In my child’s mind, jail was a spare, cartoonish space where people ate from compartment trays and wore stripes. I had no real sense of what his existence must have been like. I completely accepted that he was innocent, and understood, to some degree, that he was the victim of a great injustice. But really, I didn’t think about it that much. I sent him drawings and made him cards for Valentine’s Day and Christmas. I asked him how the food was (not good). I told him all about our new puppy and my part in the school play.
Sometimes, Paris’ insight into my experiences was better than my parents’. Once in middle school, I was bullied daily by a girl who said I had hugged her boyfriend — myself the victim of a false accusation. This girl followed me around the halls with a crew of friends, muttering insults and trying to trip me. When she pushed me up against the lockers, I called her the “b-word” and our parents were called in for a meeting with the principal.
My mother couldn’t understand why I hadn’t told her about this, but Paris completely got it. He wrote to her, “Sasha’s trouble looks different to me than it does to you. The biggest defeat would be to tell. Then she is branded a snitch and kids see her as the weaker one, the easy target.”
In eighth grade, given an English assignment to write about a person I admired, I chose Paris.
Despite Dunbar’s confession, despite other witnesses who admitted they had lied, he had lost all his appeals. He had been in prison for 18 years. An execution date was set: Dec. 6, 1995.
The reality of death row came into sharp focus when I was 14. Despite Dunbar’s confession, despite other witnesses who admitted they had lied, he had lost all his appeals. He had been in prison for 18 years. An execution date was set: Dec. 6, 1995.
My teenage mind focused on the horrors of execution itself. You exist today. You exist tomorrow.
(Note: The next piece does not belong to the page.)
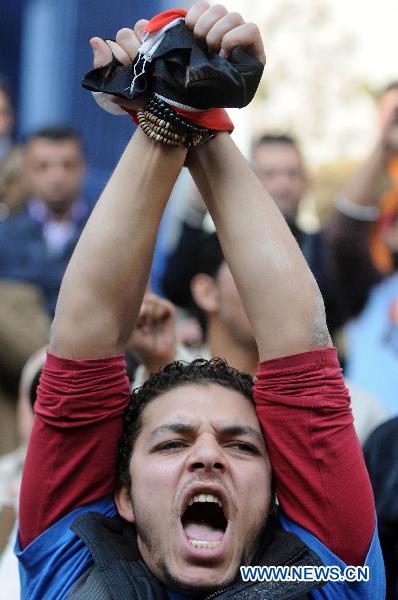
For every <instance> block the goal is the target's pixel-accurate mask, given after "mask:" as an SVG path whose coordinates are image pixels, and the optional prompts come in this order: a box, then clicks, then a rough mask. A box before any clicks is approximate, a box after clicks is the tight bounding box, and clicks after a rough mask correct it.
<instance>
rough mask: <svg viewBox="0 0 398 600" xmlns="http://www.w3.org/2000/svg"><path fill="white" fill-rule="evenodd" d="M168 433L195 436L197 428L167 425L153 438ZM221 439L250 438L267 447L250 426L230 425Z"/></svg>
mask: <svg viewBox="0 0 398 600" xmlns="http://www.w3.org/2000/svg"><path fill="white" fill-rule="evenodd" d="M166 433H180V434H191V435H192V434H193V433H195V427H193V426H192V425H187V424H186V423H167V424H165V425H160V426H159V427H156V429H154V430H153V431H152V432H151V438H156V437H159V436H161V435H164V434H166ZM218 435H219V436H220V437H234V436H245V435H246V436H248V437H251V438H253V439H255V440H256V442H257V443H259V444H261V445H262V446H264V445H265V442H264V437H263V435H262V434H261V433H259V432H258V431H256V430H255V429H253V427H250V426H249V425H245V426H243V425H229V426H226V427H222V428H221V429H219V430H218Z"/></svg>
But at 12:15 a.m. on Dec. 6, you will no longer exist. What would it feel like to be informed precisely when you would be killed? It chilled my bones and made me sick.
He called more often. His voice, as usual, was calm and soft with a gentle southern drawl. I had no idea what to say to him. On my mother’s advice, I told him that. “Keep your chin up,” he said. “We may get out of this yet.” My mother travelled to the prison in Florence, Ariz., for his clemency hearing. Paris was there in a metal cage, his belongings already divided up among the guards, his body afflicted with shingles, his spirit with humiliation and the fear of death.
He wasn’t executed. On, Dec. 4, the Supreme Court upheld a stay of the execution to allow another appeal.
Three year later, with no advance warning, Paris was given $20 and a paper suit and let out the jail door. He set to work building a life from scratch, moving to Oklahoma to live with a long-lost half-sister. He came to visit us in Michigan. Incredible as it was to see him in person, he also seemed perfectly familiar; after all, I had known him forever.
My lifelong friendship with an innocent man on death row means that I have always been deeply opposed to the death penalty. I talk to people about it a lot these days with Proposition 34 and I urge them to vote “yes.” Those who favor it often say it’s too slow and expensive. I always think: “If we had a quick cheap death penalty, Paris would have been killed.”
Unfortunately, Paris didn’t live long enough to find out whether we will replace the death penalty in California. He died on May 21, at home with Sherrie, the woman he fell in love with and married several years after his release. The hospice workers said they had never seen anyone accept the end of life with such calm grace. Given how close he came to being executed for a crime he didn’t commit, I can imagine that dying at home was, in a sense, a victory.